It's
entirely appropriate that, if you wanted to mark Bastille Day, you should do so
with a good dinner. Better yet, that you'd dine out.
Because
the French Revolution that followed the storming of the Bastille led, in no
small part, to the restaurant as we know it.
That
might seem like a strange link to make, but it's surprisingly obvious. After
the revolution had effectively closed down the aristocratic courts of France, a
large number of cooks found themselves out of work.
Either
they needed to develop new skills and then find new work – or they could find a
new audience for the skills they already had, and had not simply in abundance
but to a very high level too.
Opening
eateries for a changing society was a route that many followed. And although
the first restaurant – as we would think of it – had opened in
pre-Revolutionary Paris in 1765, it was not until the Grande Taverne de Londres
opened its doors in 1782 that what we recognise now was first really
established.
The
venture was an instant success for by Antoine Beauvilliers, a former cook at
the court of Louis XVIII.
Jean-Anthelme
Brillat-Savarin, the lawyer and politician who is remembered as an epicure and
gastronome, described his restaurant as: “the first to combine the four
essentials of an elegant room, smart waiters, a choice cellar, and superior
cooking.”
And
the general situation that also helped by the abolition of the guilds that had,
until the late 18th century, controlled not only who could be a
cheesemaker, a baker or a butcher, but also how they did those jobs.
Fast
forward a bit. In the last 40 years, French chefs been crucial in the
improvement of the British food scene - the influence of the Roux brothers and
Raymond Blanc in particular has been massive.
So
we can make an argument for quite direct benefits from the French Revolution on
this side of the Channel too.
Not
that that was behind the decision to go to Bistrot Bruno Loubet on Friday
evening for the first night of this year’s Bastille Day celebrations – or La
Fête Nationale, as it is known formally (Le quatorze juillet, informally).
Last
year, we were with my parents and niece for a special family celebration. This
year, it was the chance to revel in the special menu all by ourselves.

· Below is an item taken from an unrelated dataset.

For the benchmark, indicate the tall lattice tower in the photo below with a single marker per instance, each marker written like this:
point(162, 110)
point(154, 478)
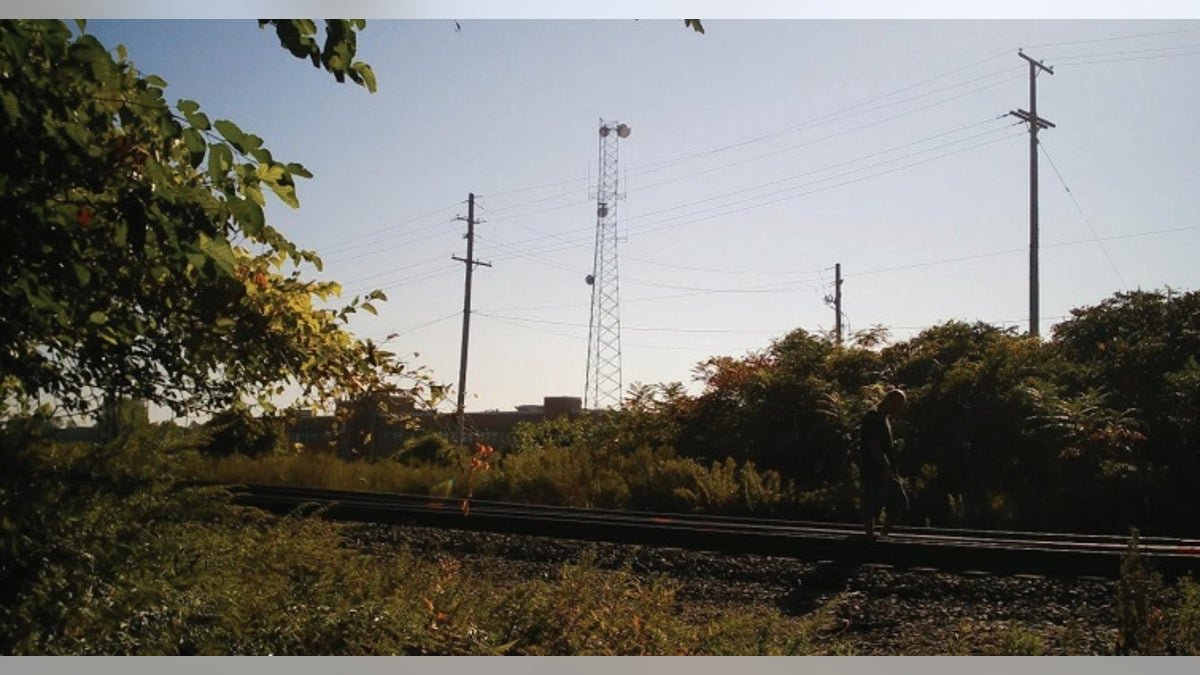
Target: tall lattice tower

Arriving early, we found that the area outside the restaurant had been transformed to include a place for playing boule, together a bar and a barbeque – and live accordion accompaniment.
Watching as people engaged in a boule competition, sipping a Parisian beer, it was a pleasant way to start the end of the week.
After
sitting down and admiring our Opinel picnic knives (each diner received one),
we ordered drinks: a Lillet with bitters and orange water for me.
Lillet
is a form of vermouth - a blend of wines, liqueurs, fruits and herbs - and it
comes from Bruno's home region of Bordeaux. It makes a really refreshing,
zingy, grown-up drink.
There
was, as always, bread that was so good that you feel as though you could dine
on that alone.
But
since one cannot live by bread alone, I started with an Aberdeen Angus steak
tartare with summer truffles. The aroma from the truffles as it arrived was a
big whack to the senses. The meat was lightly spiced, dark and rich but light
at the same time.
It
was served with a salad of (I think) something like American land cress, a
perfectly boiled quali’s egg and plus a delectable crouton. And it was
delicious.
For
my second course, it was (as last year) the frogs' legs, with mousseline potato
and a jus of parsley and garlic. That's creamed potato and a purée.
The
legs had been lightly crumbed and delicately friend. It was utterly, utterly
gorgeous.
People
say that frogs' legs are like chicken. I understand what they mean - when
tasting something new, you have to think of it terms of the familiar in order
to classify and understand it for yourself - but I'd describe it more as a very
slightly gamey chicken.
For
my main, I went for the fish - remarkably it was the first time I've eaten fish
at Bruno's.
Lovely
stone bass, steamed to perfection, firm but moist and succulent, was served on
a bed of 'summer cassoulet' - in other words, a medley of seasonal beans in a
broth.
And
for dessert, it was fresh strawberries with an apricot sorbet and a dash of
champagne.
Since
The Other Half was being a bit more meaty than me (qual and foie gras salad,
followed by scallops and black pudding, then the lamb epigram – that’s a dish
of three different cuts of the meat in question), we chose a rosé for our win.
It
was a Caringole rosé from the Languedoc, Domaine la Croix Belle 2011 –
apparently it should be consumed young. A blend of cinsault, syrah and
Grenache, it was fruity and light and very nice indeed.
Bruno's
never disappoints. And it dawned on me as we took our time, that part of the
reason that it is just so good is that, while you're actually dining in one of
the best restaurants in London, there is nothing whatsoever pretentious or
intimidating about the atmosphere.
It
feels local and relaxed; as though you've known it for years, and as though
it's almost a secret that you share with just a few other people in the area.
Bruno
and his team really have created the ambiance of a French bistrot in the heart
of London - and that might well be a revolution in capital eating.